These visits were truly soul-nourishing. As a writer you spend most of your time working alone, and the majority of writing events (e.g. public readings and panels at writers festivals) are for an audience who is unfamiliar with your work. If you're lucky, a few people will pick up your book at the end. But getting to meet people who have made a point of reading your novel and talking about it...? It's a treat I hope all my writer-friends get to experience.
And speaking of treats, did I mention the snacks? These book clubs had some great snacks!
There were many groups in contention for being my favourites, but I think I have to give it to the club that did themed food to match Bone and Bread.

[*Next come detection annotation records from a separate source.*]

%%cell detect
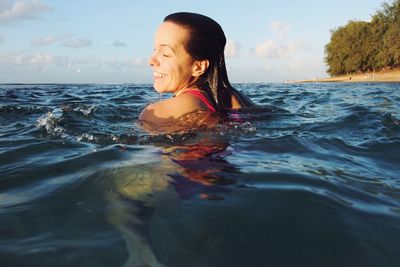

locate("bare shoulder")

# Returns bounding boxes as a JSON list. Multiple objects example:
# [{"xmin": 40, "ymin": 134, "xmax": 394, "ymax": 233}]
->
[{"xmin": 139, "ymin": 94, "xmax": 204, "ymax": 122}]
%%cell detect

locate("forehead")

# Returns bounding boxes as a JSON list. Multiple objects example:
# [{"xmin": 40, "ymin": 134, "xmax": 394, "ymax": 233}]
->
[{"xmin": 155, "ymin": 21, "xmax": 188, "ymax": 49}]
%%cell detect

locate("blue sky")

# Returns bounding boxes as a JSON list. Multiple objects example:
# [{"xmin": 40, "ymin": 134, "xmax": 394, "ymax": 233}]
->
[{"xmin": 0, "ymin": 0, "xmax": 384, "ymax": 83}]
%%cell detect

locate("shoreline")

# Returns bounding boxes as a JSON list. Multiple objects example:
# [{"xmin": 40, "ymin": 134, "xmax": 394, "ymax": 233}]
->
[{"xmin": 295, "ymin": 69, "xmax": 400, "ymax": 83}]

Bagels and cream cheese, of course!
And even more amazing:
Hors d'oeuvres just like the ones described
as being prepared and served at Sadhana's
And the most fantastic thing ever:
A school bus cake! Just like Sadhana and Beena
bake for Quinn for one of his birthdays in Bone and Bread.
Is this really happening?
It really almost makes one think it is enough to have engaged readers, even without literary prizes. I know a lot of writers would agree. Of course, the one (prizes) often leads to the other (readers), so it takes you back to square one, a little bit. At any rate, a sincere and profound thank you to every book club that hosted me: you made me feel as though my work mattered, and there is truly no better feeling. And thank you to all the other book clubs (I know you're out there) who have chosen Bone and Bread for your discussions over the past two years. I'm honoured and privileged to have played a part in the conversation.